🤖 AI Summary
Current AI health agents struggle to support long-term health tasks, primarily due to insufficient understanding of user intent, weak goal alignment, and a lack of sustained accountability mechanisms. This work proposes a multilayer agent architecture grounded in both clinical and personal health informatics principles, integrating adaptive reasoning, contextually coherent modeling, dynamic goal tracking, and user-centered interaction to ensure coherence, continuity, and user autonomy across multi-turn dialogues. The framework effectively addresses enduring needs such as symptom management and behavior change, demonstrating in representative use cases its capacity to sustain user engagement, dynamically adapt to evolving goals, and support personalized, safe decision-making.

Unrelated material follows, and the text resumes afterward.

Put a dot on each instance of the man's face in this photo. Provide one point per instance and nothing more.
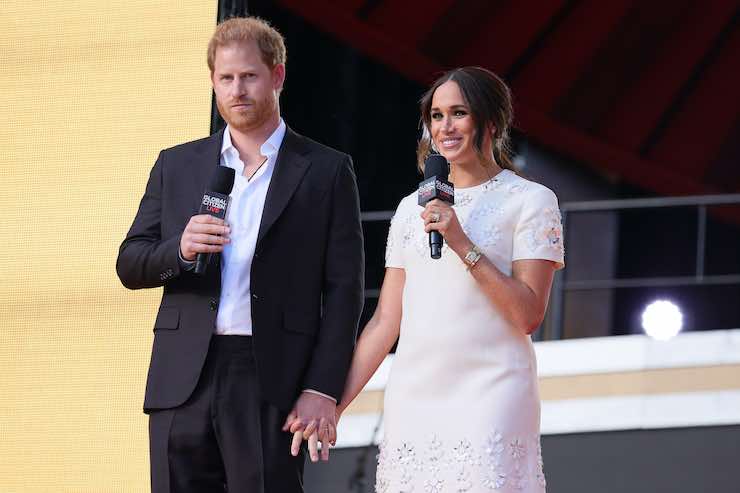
(246, 89)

This approach offers a novel design paradigm and practical guidance for developing multi-session health AI systems.
📝 Abstract
Although artificial intelligence (AI) agents are increasingly proposed to support potentially longitudinal health tasks, such as symptom management, behavior change, and patient support, most current implementations fall short of facilitating user intent and fostering accountability. This contrasts with prior work on supporting longitudinal needs, where follow-up, coherent reasoning, and sustained alignment with individuals' goals are critical for both effectiveness and safety. In this paper, we draw on established clinical and personal health informatics frameworks to define what it would mean to orchestrate longitudinal health interactions with AI agents. We propose a multi-layer framework and corresponding agent architecture that operationalizes adaptation, coherence, continuity, and agency across repeated interactions. Through representative use cases, we demonstrate how longitudinal agents can maintain meaningful engagement, adapt to evolving goals, and support safe, personalized decision-making over time. Our findings underscore both the promise and the complexity of designing systems capable of supporting health trajectories beyond isolated interactions, and we offer guidance for future research and development in multi-session, user-centered health AI.